If you are thinking about divorce on Christmas, you are still with your spouse but you are really unhappy and you feel like you are kind of faking it…
I feel for your pain. Try to spend the day focused on gratitude for all the wonderful things and the beautiful people in your life—kids, family, parents, friends, and of course health. Ask God for the strength to make the right decisions in the upcoming weeks or months. He is listening.
If you are single and lonely, over your divorce but just feeling alone…
Remember that being without a spouse today–being alone at Christmas doesn’t mean you’re going to be alone forever. Christmas might make being alone feel more lonely (it’s a nice holiday to have a spouse for). But, have hope that next year you’ll be with someone.
Maybe you want to make some changes in your life to increase the chances of meeting single people. Maybe you want to go to therapy. Maybe you are going to try to be more open minded, or let go of anger, bitterness and resentment from the past. Or, maybe it just isn’t your time for Mr. Right yet. Maybe you’ll meet him as soon as next week, or maybe in a few months. Try to appreciate and enjoy what and who you have today, and try not to put too much pressure on meeting someone or finding husband #2. Let it just happen naturally. Focus on platonic friendships, being social, pursuing what you love to do, being around people who make you happy, and putting good into the world. The goodness will come back to you.

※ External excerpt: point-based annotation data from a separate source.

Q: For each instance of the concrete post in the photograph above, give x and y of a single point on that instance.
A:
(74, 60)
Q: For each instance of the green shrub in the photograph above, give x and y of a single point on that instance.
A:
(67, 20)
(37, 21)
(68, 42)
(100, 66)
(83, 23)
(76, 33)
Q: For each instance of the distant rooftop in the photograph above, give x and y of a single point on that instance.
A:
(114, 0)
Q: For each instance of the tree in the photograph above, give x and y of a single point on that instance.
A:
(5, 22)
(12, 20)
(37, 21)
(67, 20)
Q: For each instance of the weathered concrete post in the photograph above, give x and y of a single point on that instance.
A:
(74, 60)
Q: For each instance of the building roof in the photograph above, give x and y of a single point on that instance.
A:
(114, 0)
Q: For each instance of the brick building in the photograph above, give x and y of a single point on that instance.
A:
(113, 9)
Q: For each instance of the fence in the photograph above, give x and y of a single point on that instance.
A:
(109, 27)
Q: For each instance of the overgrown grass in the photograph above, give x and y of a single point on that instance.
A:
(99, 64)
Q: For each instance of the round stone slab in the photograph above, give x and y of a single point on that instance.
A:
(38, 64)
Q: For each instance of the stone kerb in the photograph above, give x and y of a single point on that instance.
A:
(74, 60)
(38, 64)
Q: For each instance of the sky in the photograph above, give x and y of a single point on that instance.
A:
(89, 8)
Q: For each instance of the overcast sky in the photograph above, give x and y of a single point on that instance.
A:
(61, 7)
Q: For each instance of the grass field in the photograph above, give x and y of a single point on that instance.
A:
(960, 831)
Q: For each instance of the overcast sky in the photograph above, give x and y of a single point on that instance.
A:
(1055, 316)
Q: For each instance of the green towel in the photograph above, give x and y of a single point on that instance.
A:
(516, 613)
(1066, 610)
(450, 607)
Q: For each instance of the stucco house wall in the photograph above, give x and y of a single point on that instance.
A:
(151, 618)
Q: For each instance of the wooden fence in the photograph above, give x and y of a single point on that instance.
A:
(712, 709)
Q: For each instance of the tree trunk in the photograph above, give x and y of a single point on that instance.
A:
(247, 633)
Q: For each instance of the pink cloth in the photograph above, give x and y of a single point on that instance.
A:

If your spouse has died this past year…
I pray for you and your children for strength, hope and peace. I don’t know what it feels like to be a widow, but I know a few people who have lost a spouse. I can’t imagine the pain. God is with you.
In closing, being alone at Christmas is different for everyone. But, one thing is the same for all of us. Christmas is a day for gratitude, celebration of life, love, and even for those who don’t celebrate it, peace and tranquility.
Embrace the day, no matter how you are spending it. Feel gratitude for loved ones, friends and other wonderful things in your life. Pray for those who WISH divorce was their worst problem—maybe the homeless or the sick.
I don’t want to tell people you aren’t allowed to acknowledge being upset or sad or angry that you are divorced and alone on Christmas. I don’t want you to think you can’t be grieving your divorce or missing your spouse or missing the idea of having a spouse on Christmas. It’s very valid and understandable to have feelings of loss that intensify on Christmas Day.
Just take care of yourself today. Take care of others if need be. And lastly, find enjoyment, even from simple things—food, drinks, laughter, pets, children, babies, Christmas ornaments, material gifts, chocolate, songs, hugs, conversation, old photos, and meaningful words to loved ones. Because all of the simple things really matter in life.